One key factor is an increasingly acrimonious political environment in the U.S. after a national election that included new lows in candidate behavior and inflammatory rhetoric, higher partisanship, and the emerging normalization of extremism groups in both primary U.S. political parties.
Another factor is addressed in my blog, “The Top 5 Trends in Threat Assessment and Workplace Violence Prevention That Will Define 2017.” One of the major challenges we face with the risk of radicalization in the workplace is discerning between constitutionally protected free speech on issues such as religious beliefs, gun rights, right-to-life, racism, animal rights, ultra-right or ultra-left activism, and environmental activism versus violent extremism.
Trend #4: Large-Scale Cyber Attacks Will Increase, Driven by Phishing and Other Risks
Several trends suggest that 2017 will be a record year for cyber attacks. In fact, the Center of Strategic and International Studies (CSIS) has estimated that cybercrime costs businesses $400 billion worldwide.
This is supported by the number and effectiveness of phishing emails which, according to Trend Micro, initiate 91% of all cyber attacks.
Other factors driving cyber security risks this year include a shift in the attacker tactics from a focus on pure data theft and hacking sites and networks to undermining data integrity itself; the still-immature state of security in an IoT (Internet of Things) world; the growing focus of attackers on consumer devices and handhelds; and breaches that are harder to prevent, identify and counter. As it did in 2016, cyber security will continue to represent one of the strongest reasons organizations this year need to continue raising the bar in areas such as employee cyber security training and awareness, IT security policy updates, enforcement of user compliance with policies and, even pursuit of ISO27001 certification.
Trend #5: After Breaches and Incidents, More Companies and Executives Will Face Litigation
Let’s say a hack of your network in 2017 results in the compromise of critical customer information – or an employee tragically loses her life as do others when a domestic violence incident erupts in one of your offices. When the harm’s been done and those most hurt elect to pursue legal recourse, it’s becoming harder to argue “what exactly were we supposed to do?”
For example, if you’re responsible for IT security at any level, make sure you’re aware of pertinent security-related laws such as security breach notification requirements.
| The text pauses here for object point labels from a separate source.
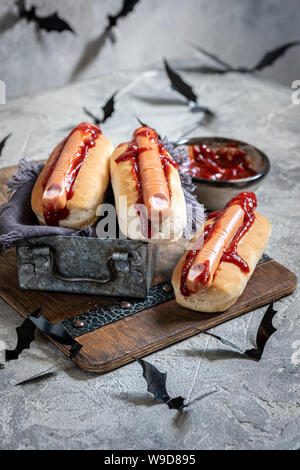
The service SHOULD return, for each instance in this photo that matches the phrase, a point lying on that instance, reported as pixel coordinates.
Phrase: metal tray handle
(116, 256)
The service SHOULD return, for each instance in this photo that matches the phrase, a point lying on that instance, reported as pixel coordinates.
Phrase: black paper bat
(185, 90)
(2, 143)
(127, 7)
(269, 58)
(94, 46)
(44, 375)
(36, 378)
(265, 330)
(49, 23)
(108, 109)
(179, 84)
(25, 334)
(156, 384)
(222, 340)
(58, 333)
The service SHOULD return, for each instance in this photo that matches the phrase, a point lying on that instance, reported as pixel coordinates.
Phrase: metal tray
(87, 265)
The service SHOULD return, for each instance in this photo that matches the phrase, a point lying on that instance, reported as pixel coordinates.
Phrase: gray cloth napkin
(17, 221)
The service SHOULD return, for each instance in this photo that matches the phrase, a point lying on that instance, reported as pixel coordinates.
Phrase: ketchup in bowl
(227, 162)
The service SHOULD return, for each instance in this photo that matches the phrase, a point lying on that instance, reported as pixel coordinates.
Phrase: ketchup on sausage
(193, 279)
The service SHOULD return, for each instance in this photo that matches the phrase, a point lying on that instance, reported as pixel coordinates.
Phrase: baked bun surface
(90, 186)
(126, 196)
(229, 281)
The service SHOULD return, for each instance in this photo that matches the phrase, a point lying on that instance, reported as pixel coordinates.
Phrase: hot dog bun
(229, 281)
(172, 211)
(89, 187)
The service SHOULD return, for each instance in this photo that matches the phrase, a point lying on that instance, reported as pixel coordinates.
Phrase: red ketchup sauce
(132, 153)
(248, 202)
(90, 133)
(228, 162)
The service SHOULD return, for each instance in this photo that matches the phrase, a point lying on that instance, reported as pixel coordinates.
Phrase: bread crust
(230, 281)
(124, 185)
(90, 186)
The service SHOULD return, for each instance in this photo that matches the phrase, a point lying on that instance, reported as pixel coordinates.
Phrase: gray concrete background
(240, 31)
(255, 405)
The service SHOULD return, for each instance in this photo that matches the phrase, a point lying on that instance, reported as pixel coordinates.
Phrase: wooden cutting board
(119, 343)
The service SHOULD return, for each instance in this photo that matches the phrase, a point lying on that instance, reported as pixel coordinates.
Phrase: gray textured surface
(239, 31)
(255, 405)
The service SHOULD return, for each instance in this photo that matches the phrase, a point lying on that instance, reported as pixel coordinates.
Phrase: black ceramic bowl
(215, 194)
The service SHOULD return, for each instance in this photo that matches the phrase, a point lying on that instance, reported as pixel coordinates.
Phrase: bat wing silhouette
(49, 23)
(156, 384)
(271, 56)
(179, 84)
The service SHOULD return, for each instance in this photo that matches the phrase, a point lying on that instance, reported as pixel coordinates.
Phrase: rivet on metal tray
(167, 288)
(78, 323)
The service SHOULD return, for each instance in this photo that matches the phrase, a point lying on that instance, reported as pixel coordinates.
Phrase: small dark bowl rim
(236, 182)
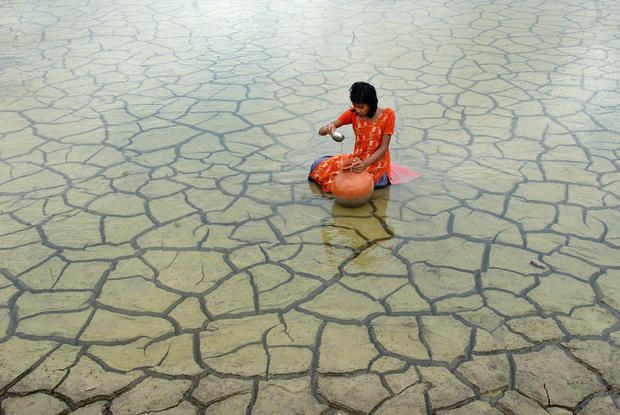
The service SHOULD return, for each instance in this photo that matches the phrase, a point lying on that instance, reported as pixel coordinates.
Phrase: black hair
(364, 93)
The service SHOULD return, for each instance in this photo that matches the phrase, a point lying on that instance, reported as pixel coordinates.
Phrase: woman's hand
(358, 165)
(327, 129)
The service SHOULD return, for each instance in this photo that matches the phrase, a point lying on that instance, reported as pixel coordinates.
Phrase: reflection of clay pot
(352, 189)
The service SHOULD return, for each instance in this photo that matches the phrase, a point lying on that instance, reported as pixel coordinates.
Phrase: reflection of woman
(346, 230)
(373, 128)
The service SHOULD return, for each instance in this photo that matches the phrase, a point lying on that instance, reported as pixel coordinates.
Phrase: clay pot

These are becoming more complex – and compliance more expensive. Similarly, if you’re responsible for corporate security, make sure you can demonstrate that the company and your team have established and maintain at least baseline capabilities to prevent harm to personnel. For example, the Occupational Safety and Health Administration (OHSA) requires employers to maintain workplaces “free from recognized hazards that are causing or are likely to cause death or serious physical harm.” Since the costs of litigation, penalties and payouts can be staggering, we believe more organizations will turn to prevention this year and more executives will pursue more meaningful agendas for security risk management based, in part, on their desire to insulate and protect their own professional careers.